VW Confirms Some Automatic-Transmission Audis Had Emissions-Cheating Software
The cars shifted gears quicker to achieve better mileage during tests.
Volkswagen admitted Sunday that some Audis used emissions cheat software to achieve better results testing, Reuters reported.
Some Audi models equipped with automatic transmissions used software that made the cars shift at lower engine speeds during tests, so they would consume less fuel and appear to be more efficient. Putting out less emissions means it expelled less carbon dioxide and nitric oxides. Which would be great..if the transmission didn't shift differently during real driving conditions.

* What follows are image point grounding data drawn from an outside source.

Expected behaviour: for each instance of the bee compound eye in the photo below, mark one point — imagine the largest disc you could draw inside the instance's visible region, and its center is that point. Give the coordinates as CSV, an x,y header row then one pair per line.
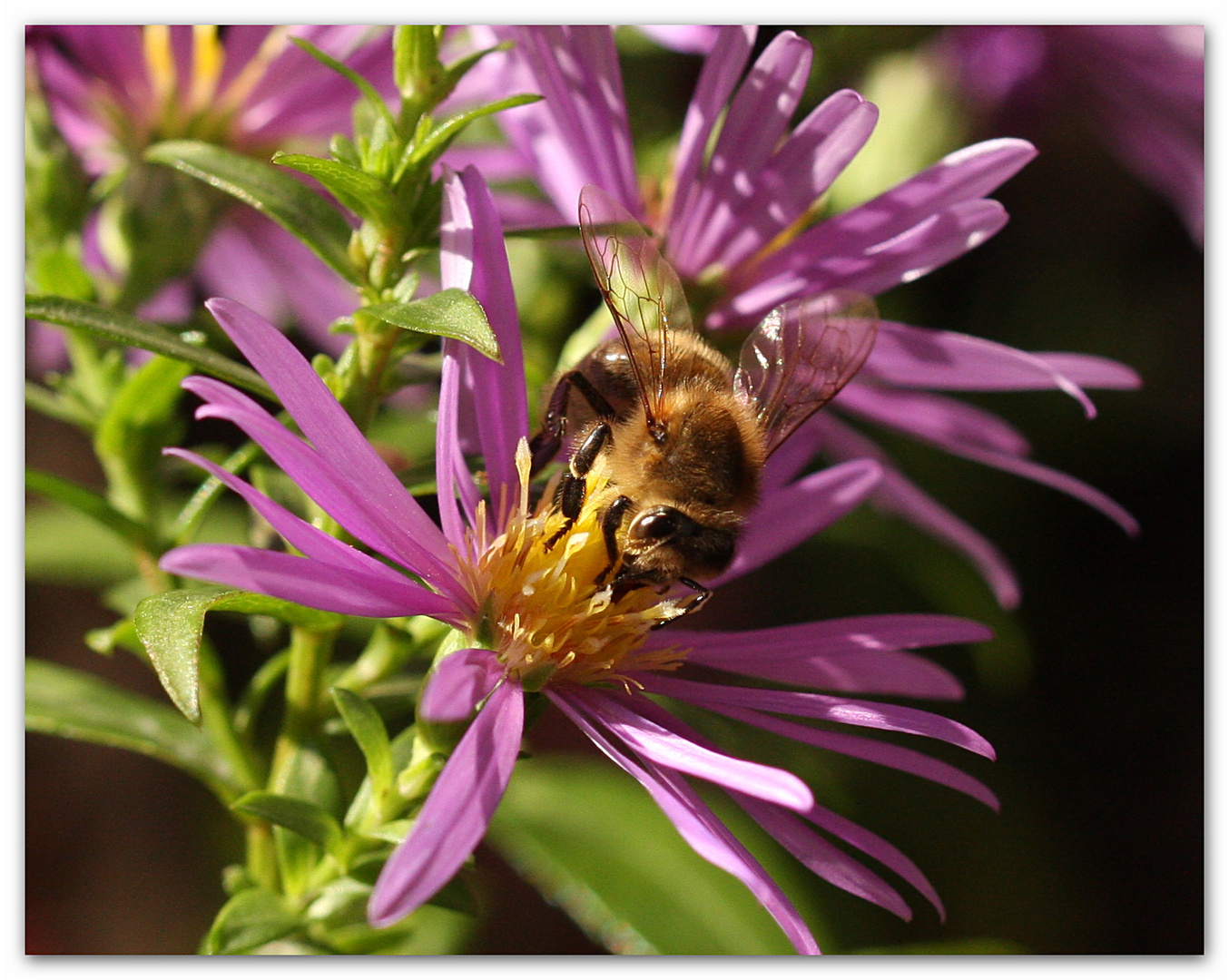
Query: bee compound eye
x,y
656,524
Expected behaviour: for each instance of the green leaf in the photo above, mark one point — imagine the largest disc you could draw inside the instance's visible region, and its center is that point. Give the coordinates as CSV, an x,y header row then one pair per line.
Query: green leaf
x,y
451,312
65,546
90,504
652,893
360,191
369,730
132,433
305,777
443,135
122,328
171,624
73,704
302,817
299,209
250,920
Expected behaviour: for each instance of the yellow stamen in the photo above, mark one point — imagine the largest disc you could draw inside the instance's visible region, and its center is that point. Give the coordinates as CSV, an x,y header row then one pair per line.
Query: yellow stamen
x,y
208,58
546,613
160,62
242,83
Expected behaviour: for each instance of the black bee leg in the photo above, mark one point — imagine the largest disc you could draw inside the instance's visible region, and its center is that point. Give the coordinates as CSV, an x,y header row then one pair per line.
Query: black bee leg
x,y
548,440
700,598
697,601
611,522
572,485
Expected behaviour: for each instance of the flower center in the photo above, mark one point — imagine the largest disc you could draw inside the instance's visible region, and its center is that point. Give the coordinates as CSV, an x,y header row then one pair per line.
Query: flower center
x,y
190,103
551,613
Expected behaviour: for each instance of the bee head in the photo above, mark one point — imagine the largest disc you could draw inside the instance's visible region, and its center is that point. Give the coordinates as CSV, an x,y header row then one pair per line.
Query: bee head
x,y
676,539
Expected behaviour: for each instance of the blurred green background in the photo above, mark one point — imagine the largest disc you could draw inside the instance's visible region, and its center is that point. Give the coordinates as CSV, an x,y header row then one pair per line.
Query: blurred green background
x,y
1093,694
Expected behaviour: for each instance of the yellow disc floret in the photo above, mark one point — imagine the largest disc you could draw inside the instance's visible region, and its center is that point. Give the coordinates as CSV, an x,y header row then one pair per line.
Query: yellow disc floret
x,y
546,601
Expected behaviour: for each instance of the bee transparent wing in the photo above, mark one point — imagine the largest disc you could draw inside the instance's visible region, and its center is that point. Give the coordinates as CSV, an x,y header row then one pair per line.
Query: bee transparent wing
x,y
641,289
801,355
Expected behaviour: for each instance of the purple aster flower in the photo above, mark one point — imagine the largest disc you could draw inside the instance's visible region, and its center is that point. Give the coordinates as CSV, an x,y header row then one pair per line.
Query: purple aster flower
x,y
532,619
730,223
115,89
1141,86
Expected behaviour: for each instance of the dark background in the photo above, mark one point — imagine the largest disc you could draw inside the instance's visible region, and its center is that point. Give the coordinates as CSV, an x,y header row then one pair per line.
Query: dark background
x,y
1093,698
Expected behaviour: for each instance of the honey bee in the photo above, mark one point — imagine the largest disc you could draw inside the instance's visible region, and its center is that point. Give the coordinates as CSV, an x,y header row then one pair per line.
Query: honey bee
x,y
683,434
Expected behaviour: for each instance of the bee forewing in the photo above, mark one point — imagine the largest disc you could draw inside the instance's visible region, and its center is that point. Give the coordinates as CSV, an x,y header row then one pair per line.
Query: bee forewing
x,y
801,355
641,288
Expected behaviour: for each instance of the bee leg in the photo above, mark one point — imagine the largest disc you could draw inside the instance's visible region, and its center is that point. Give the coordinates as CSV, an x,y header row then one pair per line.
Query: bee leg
x,y
697,601
611,522
545,446
572,486
701,594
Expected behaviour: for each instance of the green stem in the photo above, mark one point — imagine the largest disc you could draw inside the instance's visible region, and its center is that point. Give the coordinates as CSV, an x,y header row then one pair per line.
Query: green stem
x,y
310,652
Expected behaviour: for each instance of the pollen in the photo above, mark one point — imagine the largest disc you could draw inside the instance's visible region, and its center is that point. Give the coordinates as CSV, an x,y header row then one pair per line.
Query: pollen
x,y
551,613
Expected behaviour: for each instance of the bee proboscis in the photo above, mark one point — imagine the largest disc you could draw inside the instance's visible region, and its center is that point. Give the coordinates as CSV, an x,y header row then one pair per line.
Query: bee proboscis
x,y
683,433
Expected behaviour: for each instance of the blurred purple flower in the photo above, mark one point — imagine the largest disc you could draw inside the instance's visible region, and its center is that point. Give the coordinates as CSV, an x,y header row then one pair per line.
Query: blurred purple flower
x,y
1141,86
730,223
535,621
115,89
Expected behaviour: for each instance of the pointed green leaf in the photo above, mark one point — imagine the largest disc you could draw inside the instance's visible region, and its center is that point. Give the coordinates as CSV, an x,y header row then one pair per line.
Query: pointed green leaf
x,y
369,730
450,312
308,777
443,135
90,504
302,817
360,191
250,920
299,209
122,328
171,624
73,704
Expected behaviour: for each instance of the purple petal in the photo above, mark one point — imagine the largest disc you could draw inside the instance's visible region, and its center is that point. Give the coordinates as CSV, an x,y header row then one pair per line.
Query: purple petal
x,y
334,435
886,671
309,539
262,266
471,231
339,495
308,581
932,417
457,813
788,516
877,848
896,494
850,635
827,708
869,750
457,684
717,80
687,38
823,858
799,173
451,475
645,730
579,134
871,270
965,431
920,358
757,119
1092,371
698,826
296,96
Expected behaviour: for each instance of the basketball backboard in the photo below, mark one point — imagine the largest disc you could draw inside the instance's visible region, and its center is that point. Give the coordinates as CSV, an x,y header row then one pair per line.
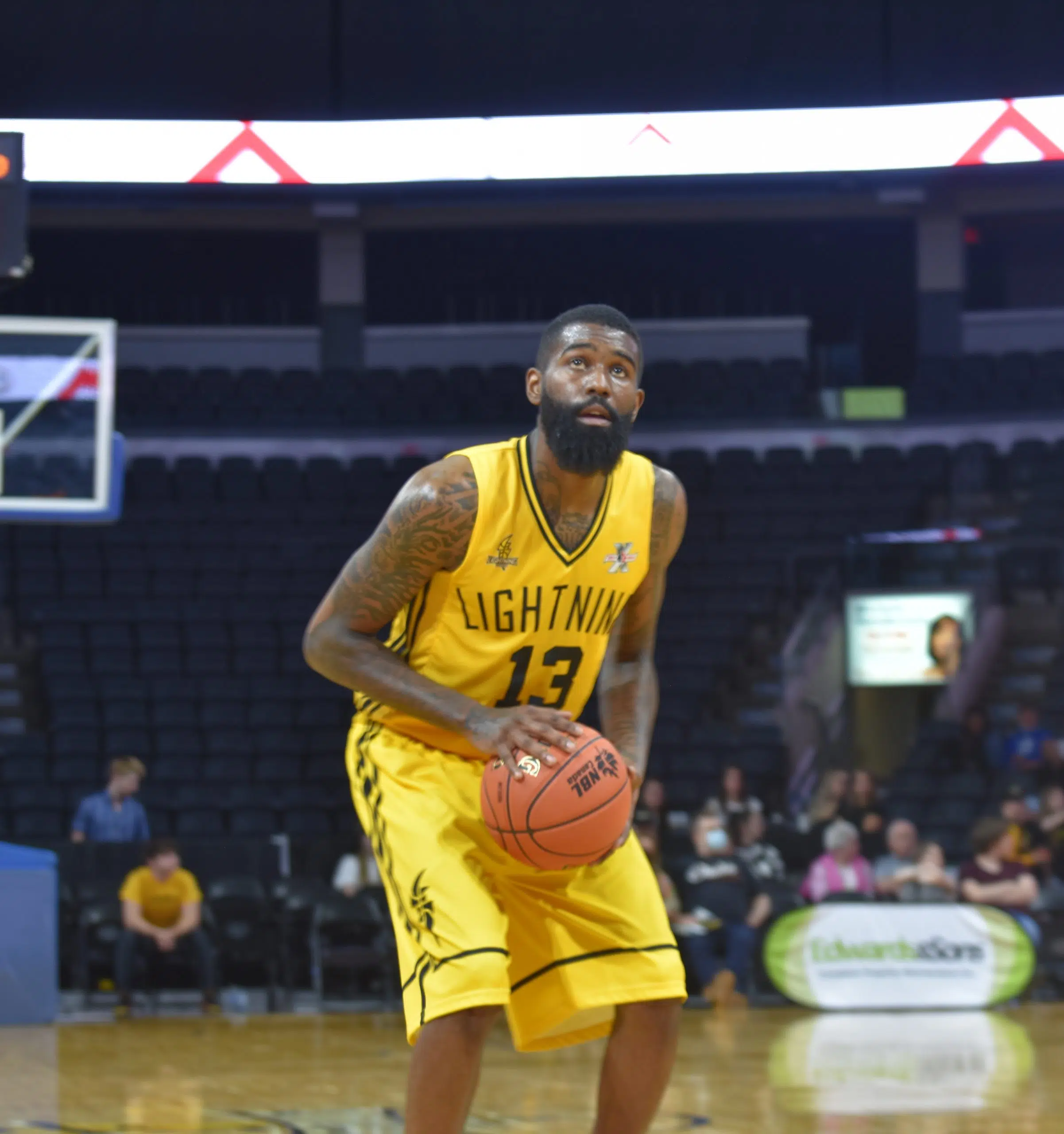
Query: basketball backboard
x,y
60,460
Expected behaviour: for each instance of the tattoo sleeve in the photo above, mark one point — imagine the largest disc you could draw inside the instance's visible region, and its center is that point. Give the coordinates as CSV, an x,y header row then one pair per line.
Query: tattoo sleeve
x,y
628,683
426,530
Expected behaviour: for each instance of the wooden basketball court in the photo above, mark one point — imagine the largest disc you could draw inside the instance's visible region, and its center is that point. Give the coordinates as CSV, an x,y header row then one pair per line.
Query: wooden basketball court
x,y
767,1071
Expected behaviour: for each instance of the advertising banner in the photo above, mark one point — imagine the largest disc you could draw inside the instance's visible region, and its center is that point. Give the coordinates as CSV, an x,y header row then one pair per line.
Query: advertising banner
x,y
899,956
697,143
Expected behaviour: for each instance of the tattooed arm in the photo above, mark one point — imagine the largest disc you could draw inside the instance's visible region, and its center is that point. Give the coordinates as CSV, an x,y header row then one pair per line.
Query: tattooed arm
x,y
426,530
628,681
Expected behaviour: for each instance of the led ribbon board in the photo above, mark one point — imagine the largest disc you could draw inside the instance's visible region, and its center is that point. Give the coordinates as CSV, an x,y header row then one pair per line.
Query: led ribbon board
x,y
573,147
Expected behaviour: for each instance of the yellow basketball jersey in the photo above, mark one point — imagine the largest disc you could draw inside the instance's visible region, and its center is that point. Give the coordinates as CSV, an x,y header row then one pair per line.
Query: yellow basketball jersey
x,y
523,621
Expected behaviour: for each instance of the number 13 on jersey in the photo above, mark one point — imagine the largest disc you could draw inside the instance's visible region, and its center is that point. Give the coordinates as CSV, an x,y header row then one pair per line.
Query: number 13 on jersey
x,y
565,659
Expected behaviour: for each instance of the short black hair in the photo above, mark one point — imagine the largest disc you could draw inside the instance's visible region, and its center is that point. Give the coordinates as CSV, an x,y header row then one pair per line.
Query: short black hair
x,y
155,847
940,622
601,315
986,833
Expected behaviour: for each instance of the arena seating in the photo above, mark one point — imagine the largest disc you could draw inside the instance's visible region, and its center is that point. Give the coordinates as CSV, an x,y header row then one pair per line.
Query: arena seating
x,y
176,400
176,634
1017,383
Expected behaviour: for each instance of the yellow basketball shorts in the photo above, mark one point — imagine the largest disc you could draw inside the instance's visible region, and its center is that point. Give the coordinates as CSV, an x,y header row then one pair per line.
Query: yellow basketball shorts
x,y
560,950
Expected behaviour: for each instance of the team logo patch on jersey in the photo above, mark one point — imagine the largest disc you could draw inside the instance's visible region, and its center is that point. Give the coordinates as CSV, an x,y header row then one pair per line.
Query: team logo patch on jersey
x,y
502,559
621,558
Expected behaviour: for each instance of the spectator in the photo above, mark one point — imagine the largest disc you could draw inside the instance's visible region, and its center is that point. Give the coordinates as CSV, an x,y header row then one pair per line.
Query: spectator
x,y
841,869
828,799
649,839
356,870
825,808
992,880
893,869
763,860
862,808
929,879
724,906
112,816
734,797
1030,748
1029,844
161,914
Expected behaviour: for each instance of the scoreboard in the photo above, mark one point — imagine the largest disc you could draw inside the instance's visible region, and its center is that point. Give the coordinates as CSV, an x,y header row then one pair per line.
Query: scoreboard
x,y
14,261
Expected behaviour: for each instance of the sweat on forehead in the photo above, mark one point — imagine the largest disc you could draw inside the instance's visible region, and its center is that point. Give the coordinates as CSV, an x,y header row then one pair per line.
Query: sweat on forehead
x,y
592,315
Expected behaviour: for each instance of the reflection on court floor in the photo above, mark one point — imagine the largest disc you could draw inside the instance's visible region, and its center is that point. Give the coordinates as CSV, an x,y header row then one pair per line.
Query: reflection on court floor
x,y
900,1064
785,1072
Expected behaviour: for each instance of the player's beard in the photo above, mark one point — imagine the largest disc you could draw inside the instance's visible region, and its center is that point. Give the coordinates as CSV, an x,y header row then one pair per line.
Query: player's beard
x,y
579,448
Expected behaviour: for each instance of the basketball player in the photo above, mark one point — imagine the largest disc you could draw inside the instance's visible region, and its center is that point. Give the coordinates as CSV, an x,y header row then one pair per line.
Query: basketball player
x,y
512,576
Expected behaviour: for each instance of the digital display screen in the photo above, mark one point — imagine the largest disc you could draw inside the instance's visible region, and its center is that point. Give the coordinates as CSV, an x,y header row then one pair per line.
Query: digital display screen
x,y
907,638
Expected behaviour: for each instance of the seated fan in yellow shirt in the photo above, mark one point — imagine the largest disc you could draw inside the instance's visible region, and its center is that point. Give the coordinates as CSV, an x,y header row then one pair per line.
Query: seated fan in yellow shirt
x,y
161,913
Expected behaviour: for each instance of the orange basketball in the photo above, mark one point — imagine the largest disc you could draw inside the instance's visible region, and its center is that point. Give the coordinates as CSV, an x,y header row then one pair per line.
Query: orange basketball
x,y
567,816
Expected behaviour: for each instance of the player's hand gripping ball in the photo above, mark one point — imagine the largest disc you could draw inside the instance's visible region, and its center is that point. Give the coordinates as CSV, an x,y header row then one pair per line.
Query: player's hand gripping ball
x,y
572,815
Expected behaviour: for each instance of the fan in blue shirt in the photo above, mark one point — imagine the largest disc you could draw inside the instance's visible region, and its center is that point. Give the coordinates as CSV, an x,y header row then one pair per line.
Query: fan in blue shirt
x,y
1030,746
114,816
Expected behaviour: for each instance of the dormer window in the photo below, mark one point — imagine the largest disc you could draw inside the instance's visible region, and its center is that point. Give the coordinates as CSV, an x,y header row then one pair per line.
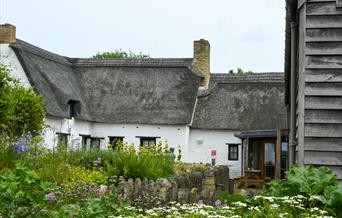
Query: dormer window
x,y
72,108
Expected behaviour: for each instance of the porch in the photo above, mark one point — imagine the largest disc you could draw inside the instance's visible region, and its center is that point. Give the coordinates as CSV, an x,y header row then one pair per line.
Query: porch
x,y
265,155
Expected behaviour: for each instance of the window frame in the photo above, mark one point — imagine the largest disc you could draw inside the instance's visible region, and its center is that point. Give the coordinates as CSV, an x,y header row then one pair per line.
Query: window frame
x,y
115,139
59,137
230,147
149,139
339,3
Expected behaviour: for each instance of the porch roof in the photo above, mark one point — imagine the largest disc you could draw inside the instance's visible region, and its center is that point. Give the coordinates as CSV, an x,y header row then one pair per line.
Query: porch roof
x,y
258,134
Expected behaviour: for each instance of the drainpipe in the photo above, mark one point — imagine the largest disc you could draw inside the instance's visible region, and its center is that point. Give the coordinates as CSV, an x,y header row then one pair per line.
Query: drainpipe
x,y
292,140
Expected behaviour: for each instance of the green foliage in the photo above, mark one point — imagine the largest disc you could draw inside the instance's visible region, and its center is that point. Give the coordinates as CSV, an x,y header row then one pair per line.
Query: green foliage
x,y
306,180
120,54
20,189
333,198
21,109
74,175
239,71
189,167
229,198
309,181
151,163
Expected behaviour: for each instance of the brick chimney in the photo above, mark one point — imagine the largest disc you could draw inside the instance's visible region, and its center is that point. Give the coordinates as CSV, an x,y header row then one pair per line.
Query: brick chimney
x,y
7,33
201,60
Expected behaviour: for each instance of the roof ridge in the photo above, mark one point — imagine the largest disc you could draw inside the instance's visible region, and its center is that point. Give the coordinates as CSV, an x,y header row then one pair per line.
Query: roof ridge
x,y
247,78
133,62
20,44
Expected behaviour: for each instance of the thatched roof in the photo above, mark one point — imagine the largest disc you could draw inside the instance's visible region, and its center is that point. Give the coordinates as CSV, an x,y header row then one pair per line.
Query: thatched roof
x,y
140,91
246,102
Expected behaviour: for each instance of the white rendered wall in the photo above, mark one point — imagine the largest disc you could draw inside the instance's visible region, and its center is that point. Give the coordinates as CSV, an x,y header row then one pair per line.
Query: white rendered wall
x,y
8,57
174,135
201,143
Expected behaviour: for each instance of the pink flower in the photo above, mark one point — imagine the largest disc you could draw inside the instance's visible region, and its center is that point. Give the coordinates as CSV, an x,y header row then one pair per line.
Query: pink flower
x,y
102,189
50,197
218,203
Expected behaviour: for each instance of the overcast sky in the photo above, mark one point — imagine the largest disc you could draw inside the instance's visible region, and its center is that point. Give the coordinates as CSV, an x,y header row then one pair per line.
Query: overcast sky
x,y
242,33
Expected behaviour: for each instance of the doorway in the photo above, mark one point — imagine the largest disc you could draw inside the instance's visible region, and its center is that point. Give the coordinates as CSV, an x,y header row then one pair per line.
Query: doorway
x,y
262,156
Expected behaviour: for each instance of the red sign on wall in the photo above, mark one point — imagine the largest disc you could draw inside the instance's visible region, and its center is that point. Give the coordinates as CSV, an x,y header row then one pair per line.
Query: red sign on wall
x,y
213,153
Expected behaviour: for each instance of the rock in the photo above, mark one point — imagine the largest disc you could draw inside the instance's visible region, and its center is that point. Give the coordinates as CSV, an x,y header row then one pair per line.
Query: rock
x,y
183,195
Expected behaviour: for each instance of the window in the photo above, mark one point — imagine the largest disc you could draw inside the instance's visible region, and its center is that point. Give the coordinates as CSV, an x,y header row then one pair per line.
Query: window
x,y
90,142
62,140
95,142
233,151
85,141
338,3
115,140
147,141
72,108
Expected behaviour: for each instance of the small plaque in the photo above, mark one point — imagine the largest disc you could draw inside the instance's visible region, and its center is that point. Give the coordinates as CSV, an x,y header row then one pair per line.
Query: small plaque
x,y
338,3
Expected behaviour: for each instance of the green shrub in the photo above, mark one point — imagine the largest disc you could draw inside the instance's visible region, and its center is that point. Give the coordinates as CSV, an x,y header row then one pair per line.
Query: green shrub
x,y
229,198
151,163
21,109
306,180
20,189
80,175
91,158
310,182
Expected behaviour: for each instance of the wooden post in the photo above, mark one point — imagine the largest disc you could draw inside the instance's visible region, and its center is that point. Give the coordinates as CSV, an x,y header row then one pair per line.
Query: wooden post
x,y
278,155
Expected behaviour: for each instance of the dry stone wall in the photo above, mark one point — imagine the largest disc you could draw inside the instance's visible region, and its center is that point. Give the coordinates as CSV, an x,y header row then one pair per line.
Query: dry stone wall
x,y
183,188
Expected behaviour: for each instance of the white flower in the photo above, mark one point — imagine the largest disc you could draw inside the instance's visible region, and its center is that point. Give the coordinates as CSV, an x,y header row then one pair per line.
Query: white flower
x,y
239,204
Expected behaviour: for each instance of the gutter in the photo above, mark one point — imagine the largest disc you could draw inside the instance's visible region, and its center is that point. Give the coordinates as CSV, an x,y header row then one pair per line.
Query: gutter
x,y
293,73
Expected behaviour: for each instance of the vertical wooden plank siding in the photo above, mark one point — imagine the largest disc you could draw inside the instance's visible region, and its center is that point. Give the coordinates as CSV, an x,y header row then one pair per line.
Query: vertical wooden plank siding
x,y
323,85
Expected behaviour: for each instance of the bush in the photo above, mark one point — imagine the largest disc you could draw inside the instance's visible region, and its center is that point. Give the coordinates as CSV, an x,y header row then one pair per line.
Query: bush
x,y
21,109
306,181
20,189
151,163
310,182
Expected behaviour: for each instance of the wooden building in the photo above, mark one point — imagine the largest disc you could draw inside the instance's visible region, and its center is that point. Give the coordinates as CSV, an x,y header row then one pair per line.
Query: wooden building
x,y
313,81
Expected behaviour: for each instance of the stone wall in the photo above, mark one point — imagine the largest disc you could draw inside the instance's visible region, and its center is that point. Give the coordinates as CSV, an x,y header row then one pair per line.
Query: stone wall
x,y
184,188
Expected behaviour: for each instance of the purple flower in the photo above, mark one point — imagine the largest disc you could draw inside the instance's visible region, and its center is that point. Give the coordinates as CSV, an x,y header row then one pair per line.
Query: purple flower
x,y
102,189
218,203
50,197
28,136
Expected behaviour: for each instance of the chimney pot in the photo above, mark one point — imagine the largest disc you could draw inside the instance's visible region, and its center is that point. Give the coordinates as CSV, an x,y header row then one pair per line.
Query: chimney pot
x,y
7,33
201,60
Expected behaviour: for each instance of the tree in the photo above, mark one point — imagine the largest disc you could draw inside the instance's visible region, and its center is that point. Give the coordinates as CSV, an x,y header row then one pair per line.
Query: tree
x,y
21,109
240,71
120,54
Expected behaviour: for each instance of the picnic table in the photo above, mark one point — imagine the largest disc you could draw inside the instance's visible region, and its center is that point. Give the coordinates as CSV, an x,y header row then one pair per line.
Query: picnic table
x,y
251,176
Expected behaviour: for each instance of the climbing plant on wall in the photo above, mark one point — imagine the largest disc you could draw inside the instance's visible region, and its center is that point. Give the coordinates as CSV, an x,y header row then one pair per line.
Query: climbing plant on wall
x,y
120,54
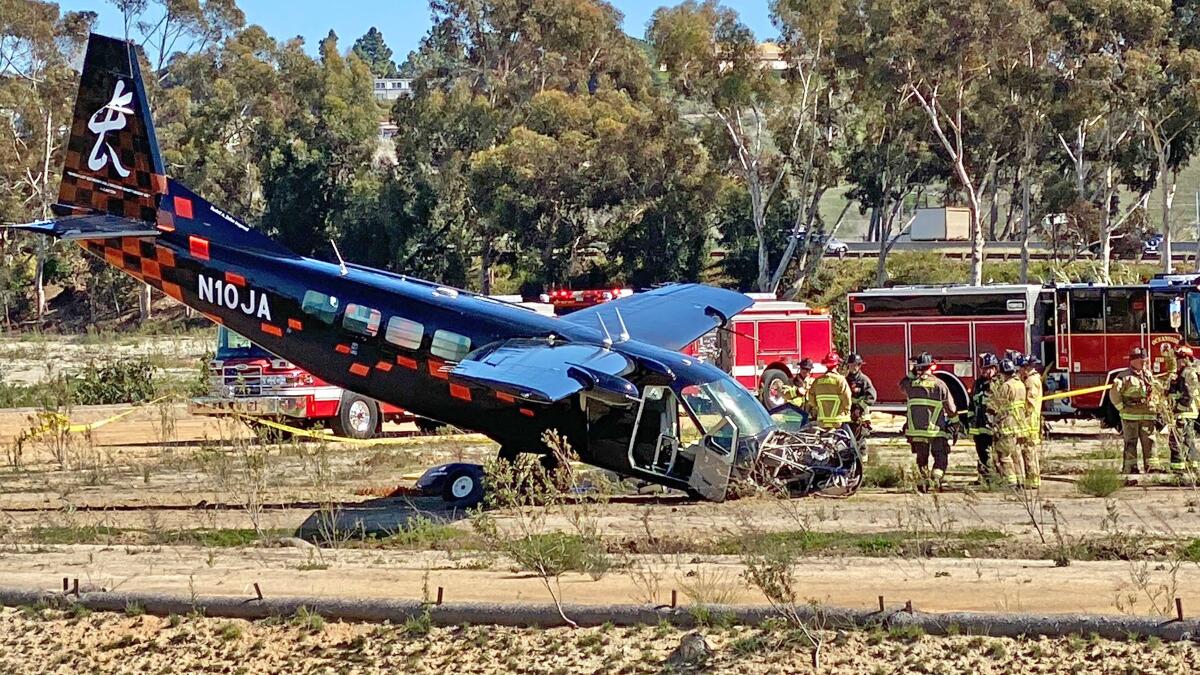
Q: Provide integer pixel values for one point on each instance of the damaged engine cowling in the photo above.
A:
(808, 461)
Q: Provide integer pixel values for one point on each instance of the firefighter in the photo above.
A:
(929, 410)
(1006, 405)
(829, 395)
(1031, 441)
(1134, 396)
(797, 393)
(862, 392)
(978, 425)
(1183, 392)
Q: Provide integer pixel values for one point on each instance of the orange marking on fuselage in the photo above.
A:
(199, 248)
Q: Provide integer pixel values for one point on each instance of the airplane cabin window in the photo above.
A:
(405, 333)
(364, 321)
(319, 305)
(449, 346)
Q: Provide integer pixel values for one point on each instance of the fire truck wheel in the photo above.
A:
(777, 378)
(358, 417)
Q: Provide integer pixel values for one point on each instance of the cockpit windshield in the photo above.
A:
(713, 400)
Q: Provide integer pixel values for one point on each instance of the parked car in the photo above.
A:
(834, 246)
(1151, 244)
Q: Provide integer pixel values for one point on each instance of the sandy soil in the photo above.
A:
(165, 471)
(931, 584)
(54, 641)
(29, 360)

"Adaptive shift programs can lead to incorrect and non-reproducible results" when the cars are tested, VW wrote in an email on Sunday in response to a story in Germany's Sueddeutsche Zeitung on Saturday, according to Reuters.
German newspaper Bild am Sonntag said earlier in November that the California Air Resources Board had found cheat technology different than the type VW admitted to in the Dieselgate scandal in an older Audi this summer. The software CARB found was able to tell if the car was actually driving on a road by seeing if the steering wheel was moving. If it believed it was being tested, it would switch shift programming to lower emissions.
"Audi has explained the technical backgrounds of adaptive shift programs to the Federal Motor Vehicle Authority KBA and has made available technical information," VW said, according to Reuters. The automaker also explained that it plans on speaking further with the KBA, the group who Germany contracted to dig into Audi's potential involvement in the emissions cheating scandal.
It is not currently clear which Audis were affected by the cheats. The Wall Street Journal reported that the software was used on top-level sedans and Audi SUVs, which suggests the cheat could apply to models like the A8 and the Q7.
This news is just one tiny grape on the long and tangled vine that is VW's Dieselgate scandal. The German automaker was forced to push aside $14.7 billion in a settlement with the United States Government after it became public that the company used emissions test cheating software in several cars equipped with its clean diesel engines.